On hearing the news of your illness, I could no longer restrain myself. Gathering all the courage in my mind, I went to your house the next day. Far from allowing me to meet you, I was forced to stay outside of the outer gate. I was not allowed to enter the house. I did receive some ill treatments, even was threatened to face with dire consequences, and was warned that my career would be ruined, even threatened to be arrested by the police. I was also threatened that all my pleasures of life would be taken away by putting me in the prison cell, but they never allowed me to meet you even once. I went back home that day, but again came back the next day with a hope of meeting you. The person whom I did love might be lying in bed very sick, hoping that at least once I would come to meet her, would sit next to her, touch her forehead in love and heal her. But you did not know that I came every day on receiving the news of your illness, only with the indomitable desire to meet you.
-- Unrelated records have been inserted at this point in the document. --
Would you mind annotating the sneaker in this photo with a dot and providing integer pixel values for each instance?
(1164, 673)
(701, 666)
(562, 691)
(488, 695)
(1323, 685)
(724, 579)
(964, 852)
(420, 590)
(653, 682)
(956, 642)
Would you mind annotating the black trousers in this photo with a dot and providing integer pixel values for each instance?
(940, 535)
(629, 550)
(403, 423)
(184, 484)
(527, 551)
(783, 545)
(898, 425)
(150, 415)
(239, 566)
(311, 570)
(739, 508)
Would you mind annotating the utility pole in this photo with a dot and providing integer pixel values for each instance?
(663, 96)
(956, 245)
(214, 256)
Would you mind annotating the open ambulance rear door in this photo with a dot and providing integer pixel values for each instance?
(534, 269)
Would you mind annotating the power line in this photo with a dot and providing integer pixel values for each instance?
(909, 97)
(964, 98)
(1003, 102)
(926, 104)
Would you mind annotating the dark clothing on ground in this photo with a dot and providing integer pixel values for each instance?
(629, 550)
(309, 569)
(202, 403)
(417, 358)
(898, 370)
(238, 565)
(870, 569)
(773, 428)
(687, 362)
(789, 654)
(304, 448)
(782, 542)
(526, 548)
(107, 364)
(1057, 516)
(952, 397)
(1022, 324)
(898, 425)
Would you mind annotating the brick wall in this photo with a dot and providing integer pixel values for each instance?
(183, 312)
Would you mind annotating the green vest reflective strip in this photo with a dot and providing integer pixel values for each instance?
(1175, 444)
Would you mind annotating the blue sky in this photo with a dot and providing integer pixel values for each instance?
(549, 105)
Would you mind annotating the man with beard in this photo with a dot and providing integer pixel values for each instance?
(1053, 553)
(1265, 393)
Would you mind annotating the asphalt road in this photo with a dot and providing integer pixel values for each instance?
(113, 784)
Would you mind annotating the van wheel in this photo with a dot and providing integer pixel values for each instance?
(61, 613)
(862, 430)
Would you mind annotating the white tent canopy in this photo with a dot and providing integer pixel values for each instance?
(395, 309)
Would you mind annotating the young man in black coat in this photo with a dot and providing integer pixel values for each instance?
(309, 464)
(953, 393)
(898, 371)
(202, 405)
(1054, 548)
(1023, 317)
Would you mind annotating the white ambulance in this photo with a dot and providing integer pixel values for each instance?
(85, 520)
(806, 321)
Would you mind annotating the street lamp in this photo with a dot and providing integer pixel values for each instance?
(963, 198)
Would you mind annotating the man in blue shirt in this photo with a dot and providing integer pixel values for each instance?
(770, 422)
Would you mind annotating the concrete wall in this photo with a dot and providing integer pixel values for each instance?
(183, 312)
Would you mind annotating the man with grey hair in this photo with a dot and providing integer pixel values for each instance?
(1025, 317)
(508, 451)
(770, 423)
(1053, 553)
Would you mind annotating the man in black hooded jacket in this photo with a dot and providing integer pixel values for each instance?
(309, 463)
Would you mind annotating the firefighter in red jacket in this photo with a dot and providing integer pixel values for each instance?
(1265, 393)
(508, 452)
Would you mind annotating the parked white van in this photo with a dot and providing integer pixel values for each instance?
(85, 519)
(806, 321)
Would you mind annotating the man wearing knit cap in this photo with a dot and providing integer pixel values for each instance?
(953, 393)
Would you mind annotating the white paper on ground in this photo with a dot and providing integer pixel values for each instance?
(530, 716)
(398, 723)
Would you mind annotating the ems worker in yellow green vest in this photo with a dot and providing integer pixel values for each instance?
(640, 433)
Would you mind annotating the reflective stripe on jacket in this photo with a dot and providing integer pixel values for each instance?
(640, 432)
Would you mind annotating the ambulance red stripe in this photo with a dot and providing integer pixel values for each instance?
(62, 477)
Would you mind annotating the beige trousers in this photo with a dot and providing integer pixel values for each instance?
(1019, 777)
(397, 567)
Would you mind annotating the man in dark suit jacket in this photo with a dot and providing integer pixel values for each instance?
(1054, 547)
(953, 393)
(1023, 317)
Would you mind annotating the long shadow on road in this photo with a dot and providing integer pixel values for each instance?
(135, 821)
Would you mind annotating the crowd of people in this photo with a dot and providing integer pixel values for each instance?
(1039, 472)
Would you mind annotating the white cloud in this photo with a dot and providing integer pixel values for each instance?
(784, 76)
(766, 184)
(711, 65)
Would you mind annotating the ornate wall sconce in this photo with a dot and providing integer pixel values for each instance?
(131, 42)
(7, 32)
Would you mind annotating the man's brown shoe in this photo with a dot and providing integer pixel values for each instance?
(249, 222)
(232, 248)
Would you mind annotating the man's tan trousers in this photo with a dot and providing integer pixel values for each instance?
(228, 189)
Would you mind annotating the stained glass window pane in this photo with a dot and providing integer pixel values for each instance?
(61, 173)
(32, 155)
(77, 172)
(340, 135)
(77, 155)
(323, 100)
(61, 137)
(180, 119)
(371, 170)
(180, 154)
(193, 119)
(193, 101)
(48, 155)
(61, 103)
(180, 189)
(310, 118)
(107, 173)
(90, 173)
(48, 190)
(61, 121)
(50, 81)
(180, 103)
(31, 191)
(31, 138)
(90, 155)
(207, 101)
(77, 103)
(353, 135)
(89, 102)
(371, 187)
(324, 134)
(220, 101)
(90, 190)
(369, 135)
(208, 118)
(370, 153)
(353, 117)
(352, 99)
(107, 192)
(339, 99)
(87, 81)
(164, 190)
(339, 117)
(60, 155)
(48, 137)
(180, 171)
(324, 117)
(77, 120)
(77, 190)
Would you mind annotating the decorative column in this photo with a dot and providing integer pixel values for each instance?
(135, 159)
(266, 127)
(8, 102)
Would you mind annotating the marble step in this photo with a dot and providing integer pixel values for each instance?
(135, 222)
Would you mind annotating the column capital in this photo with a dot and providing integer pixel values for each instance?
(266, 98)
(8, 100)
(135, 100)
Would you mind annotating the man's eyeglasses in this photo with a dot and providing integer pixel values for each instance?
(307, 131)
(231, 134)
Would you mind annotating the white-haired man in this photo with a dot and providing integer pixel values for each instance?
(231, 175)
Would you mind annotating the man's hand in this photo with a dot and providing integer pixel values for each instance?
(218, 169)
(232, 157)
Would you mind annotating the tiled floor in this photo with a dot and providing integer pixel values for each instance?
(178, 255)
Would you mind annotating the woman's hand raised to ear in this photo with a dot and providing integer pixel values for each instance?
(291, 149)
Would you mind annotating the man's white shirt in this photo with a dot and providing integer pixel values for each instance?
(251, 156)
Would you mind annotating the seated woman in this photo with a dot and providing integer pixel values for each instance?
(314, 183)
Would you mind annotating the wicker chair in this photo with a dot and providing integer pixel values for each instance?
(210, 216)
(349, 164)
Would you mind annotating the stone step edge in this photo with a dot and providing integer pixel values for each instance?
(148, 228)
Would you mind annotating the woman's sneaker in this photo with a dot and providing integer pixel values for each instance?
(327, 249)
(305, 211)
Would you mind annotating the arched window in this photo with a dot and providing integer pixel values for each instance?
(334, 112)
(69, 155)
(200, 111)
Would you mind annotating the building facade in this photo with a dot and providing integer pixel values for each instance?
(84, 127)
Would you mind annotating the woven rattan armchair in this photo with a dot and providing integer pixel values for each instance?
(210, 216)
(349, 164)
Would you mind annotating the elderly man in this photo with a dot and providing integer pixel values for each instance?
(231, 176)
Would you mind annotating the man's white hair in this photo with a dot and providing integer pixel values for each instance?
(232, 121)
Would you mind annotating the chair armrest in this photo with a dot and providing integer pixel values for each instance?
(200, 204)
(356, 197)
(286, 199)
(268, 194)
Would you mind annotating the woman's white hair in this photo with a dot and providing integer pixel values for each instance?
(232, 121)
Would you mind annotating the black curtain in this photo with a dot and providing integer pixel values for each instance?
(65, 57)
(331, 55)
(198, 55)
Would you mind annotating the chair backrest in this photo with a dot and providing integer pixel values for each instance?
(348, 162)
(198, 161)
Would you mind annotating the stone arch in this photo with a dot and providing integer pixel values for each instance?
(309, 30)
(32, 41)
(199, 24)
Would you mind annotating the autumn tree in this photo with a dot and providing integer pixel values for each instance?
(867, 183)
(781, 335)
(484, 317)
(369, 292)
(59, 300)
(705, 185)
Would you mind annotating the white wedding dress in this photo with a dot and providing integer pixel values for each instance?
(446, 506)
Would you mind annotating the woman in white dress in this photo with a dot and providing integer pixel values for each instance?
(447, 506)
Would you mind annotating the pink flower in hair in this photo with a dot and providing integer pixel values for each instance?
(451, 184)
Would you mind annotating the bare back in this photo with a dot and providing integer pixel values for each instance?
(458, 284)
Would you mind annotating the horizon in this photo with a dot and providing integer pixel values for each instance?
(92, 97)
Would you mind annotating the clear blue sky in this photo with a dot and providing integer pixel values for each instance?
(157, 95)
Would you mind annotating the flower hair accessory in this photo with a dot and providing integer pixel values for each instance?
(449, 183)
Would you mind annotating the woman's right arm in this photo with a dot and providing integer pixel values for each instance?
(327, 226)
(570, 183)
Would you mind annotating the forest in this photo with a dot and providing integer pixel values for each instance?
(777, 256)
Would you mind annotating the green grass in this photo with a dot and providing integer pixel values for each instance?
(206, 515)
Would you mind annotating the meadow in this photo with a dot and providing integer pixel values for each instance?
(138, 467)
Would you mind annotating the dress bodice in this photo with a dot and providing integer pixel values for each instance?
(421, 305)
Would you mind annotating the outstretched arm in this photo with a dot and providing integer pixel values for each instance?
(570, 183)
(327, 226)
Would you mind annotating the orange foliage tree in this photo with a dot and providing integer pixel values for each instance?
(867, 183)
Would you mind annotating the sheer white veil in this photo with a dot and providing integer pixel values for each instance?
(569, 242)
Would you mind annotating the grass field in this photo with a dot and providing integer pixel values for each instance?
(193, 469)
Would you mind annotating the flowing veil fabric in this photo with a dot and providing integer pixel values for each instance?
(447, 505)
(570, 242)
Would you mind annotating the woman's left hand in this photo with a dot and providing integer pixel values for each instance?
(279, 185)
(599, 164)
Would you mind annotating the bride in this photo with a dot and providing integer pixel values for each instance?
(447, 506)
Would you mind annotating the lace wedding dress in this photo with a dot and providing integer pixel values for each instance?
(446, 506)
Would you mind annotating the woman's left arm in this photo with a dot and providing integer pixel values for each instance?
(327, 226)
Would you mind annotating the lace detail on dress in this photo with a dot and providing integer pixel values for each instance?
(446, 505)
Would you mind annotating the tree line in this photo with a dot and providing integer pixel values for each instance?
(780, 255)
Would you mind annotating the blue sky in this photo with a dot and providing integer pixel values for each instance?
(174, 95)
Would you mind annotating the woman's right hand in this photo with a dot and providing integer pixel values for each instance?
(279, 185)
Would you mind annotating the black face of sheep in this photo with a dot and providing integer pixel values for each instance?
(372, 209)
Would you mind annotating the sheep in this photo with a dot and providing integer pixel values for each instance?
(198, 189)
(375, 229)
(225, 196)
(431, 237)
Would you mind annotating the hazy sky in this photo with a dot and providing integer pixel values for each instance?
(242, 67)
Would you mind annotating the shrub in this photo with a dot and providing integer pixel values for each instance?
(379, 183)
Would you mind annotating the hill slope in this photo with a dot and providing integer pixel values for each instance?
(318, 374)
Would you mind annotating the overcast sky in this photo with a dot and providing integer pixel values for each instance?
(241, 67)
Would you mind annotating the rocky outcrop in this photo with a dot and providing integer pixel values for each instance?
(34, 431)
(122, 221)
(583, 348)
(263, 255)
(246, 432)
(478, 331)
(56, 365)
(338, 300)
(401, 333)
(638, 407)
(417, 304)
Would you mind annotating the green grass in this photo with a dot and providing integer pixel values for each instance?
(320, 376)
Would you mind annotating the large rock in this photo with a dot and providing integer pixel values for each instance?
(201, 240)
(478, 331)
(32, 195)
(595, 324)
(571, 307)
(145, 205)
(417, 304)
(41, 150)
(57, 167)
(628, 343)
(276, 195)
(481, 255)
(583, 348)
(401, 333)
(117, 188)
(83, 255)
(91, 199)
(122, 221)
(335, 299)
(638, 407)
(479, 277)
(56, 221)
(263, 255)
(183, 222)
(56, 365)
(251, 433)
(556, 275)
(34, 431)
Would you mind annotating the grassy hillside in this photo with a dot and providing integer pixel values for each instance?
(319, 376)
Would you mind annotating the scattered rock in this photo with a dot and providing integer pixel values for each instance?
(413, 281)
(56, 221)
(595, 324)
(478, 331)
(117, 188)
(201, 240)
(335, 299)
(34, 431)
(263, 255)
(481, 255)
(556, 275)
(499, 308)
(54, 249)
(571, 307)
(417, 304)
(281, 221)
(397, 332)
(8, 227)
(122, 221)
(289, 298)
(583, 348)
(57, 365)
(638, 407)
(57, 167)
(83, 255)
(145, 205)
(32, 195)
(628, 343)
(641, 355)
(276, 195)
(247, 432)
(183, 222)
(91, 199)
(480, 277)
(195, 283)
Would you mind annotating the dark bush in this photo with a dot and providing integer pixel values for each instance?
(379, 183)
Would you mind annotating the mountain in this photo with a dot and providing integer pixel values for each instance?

But I couldn't meet you. I was kicked out of the front door. Every time I tried, requested, asked permission to meet with folded hands, I had to be humiliated, insulted. You didn't know that. You had been told that I did not come to see you even once during your illness. It was better not to remain associated with such a lowly, inferior person like me. It meant that I didn't really like you. I had reached out to you with the desire to seize gradually your father's immense wealth. Friendship, love, likings, all these were my only job to befuddle people. In fact, I had reached out to you with a hope of my self-fulfillment. What you came to know about me? I was mean, I was greedy, I was disgusting. Gradually, that fiction took a stable place in your mind, where a boy like me could no longer express his thoughts and love, could only be hatred. So, to take you away, far away from me, you were constantly fed with ill thoughts that induced anger, arrogance, and regret on me. I was disappointed. I asked myself, did I make a mistake in recognizing you. Was our love just a young age madness. I was so engrossed in the joy of getting something new in my life that could have showed me the real meaning of staying alive, however, did not have the mentality to measure the depth of love. In any case, you must admit that the efforts of your family were very much successful. They had been able to separate me from you, that was their success, their ultimate achievement.